Yukarıdaki bölüm ilk kez yayımlanıyor. 12 Eylül 1980 sabahı yaşadıklarımın dış görünüşü. ‘Darbe’ sözcüğünü duyduğum anda o kadar çok şey düşünmeyi nasıl başardım bilemiyorum ama ‘gerekirse doksan beş yaşına kadar yaşayıp bu adamların sonunu göreceğim’ diye karar verdiğimi de anımsıyorum. Benim düşünüp taşınıp yazmadığım/ yazamadığıma benzer anı parçacıklarının bir bölümü Kadın Yazarlar Derneği’nce bir araya toplandı: Tanıklıklarla 12 Eylül/Kadınlar Anılarını Paylaşıyor. Kitaba bir önsöz yazan dernek başkanı Sevim Korkmaz Dinç, yaptıkları çalışmalarda sivil toplum kuruluşlarında çalışan kadınların bile ‘12 Eylül tanıklıklarında suskun kaldıkları’nı saptıyor.

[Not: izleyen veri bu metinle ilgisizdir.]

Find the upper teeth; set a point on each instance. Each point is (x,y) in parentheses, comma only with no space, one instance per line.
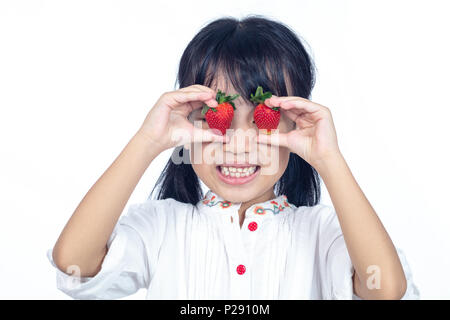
(237,171)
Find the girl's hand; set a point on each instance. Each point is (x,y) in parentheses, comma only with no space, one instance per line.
(167,126)
(314,137)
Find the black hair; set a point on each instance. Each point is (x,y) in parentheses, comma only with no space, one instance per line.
(255,51)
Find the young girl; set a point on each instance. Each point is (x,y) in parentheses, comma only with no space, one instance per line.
(261,234)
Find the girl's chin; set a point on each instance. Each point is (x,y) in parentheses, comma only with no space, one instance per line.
(234,176)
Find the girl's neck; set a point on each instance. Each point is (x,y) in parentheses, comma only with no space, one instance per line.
(245,205)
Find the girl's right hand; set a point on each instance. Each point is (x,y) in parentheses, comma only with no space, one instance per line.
(167,124)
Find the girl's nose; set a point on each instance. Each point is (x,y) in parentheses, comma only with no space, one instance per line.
(242,136)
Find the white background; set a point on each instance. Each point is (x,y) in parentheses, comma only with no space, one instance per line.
(78,77)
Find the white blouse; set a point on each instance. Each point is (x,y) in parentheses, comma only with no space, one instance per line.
(181,251)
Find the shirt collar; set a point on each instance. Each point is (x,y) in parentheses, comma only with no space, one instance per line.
(214,203)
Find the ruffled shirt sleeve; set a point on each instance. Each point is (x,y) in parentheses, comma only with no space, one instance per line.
(337,268)
(130,261)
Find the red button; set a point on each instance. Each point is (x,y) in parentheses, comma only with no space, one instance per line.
(252,226)
(240,269)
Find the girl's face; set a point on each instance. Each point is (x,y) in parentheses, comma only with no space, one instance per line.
(240,170)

Sonra soruyor kendi kendine ve bize: Üzerinden otuz yıl geçmesine karşın kadınların atlatamadıkları bir sarsıntının mı payı var bu suskunlukta, yoksa bir dönem kadınların içinde yer aldıkları örgütlenmelere duydukları bağlılığın, sır saklama geleneğinin etkisi mi? Belki de kadınlar için yaşananları yazmanın ‘soyunma’yla bir benzerliği vardır, yazmayı öğretilen kalıplar içinde gerçekleştirme kaygısı engeller yazmayı.
Darbe hâlâ etkili
Kadın Yazarlar Derneği, profesyonel kadın yazarlar dışındaki kadınları da yazma istekleri içinde örgütleyen ve eğitmeyi amaçlayan bir kuruluş. Hazırlanan kitap da bu örgütlenmenin özelliklerini yansıtıyor; profesyonel yazarların (Feyza Hepçilingirler, Gülsüm Cengiz, Nevzat Süer Sezgin, Meral Bekar, Emine Azboz Mimoğlu, Alime Mitap, Dursaliye Şahan, Müberra Kuruca Işıksoluğu, Gönül Çatalcalı, Zübeyde Seven Turan) anıları yanında ilk kez rastladığınız usta anlatıcıların yaşadıkları da yer alıyor.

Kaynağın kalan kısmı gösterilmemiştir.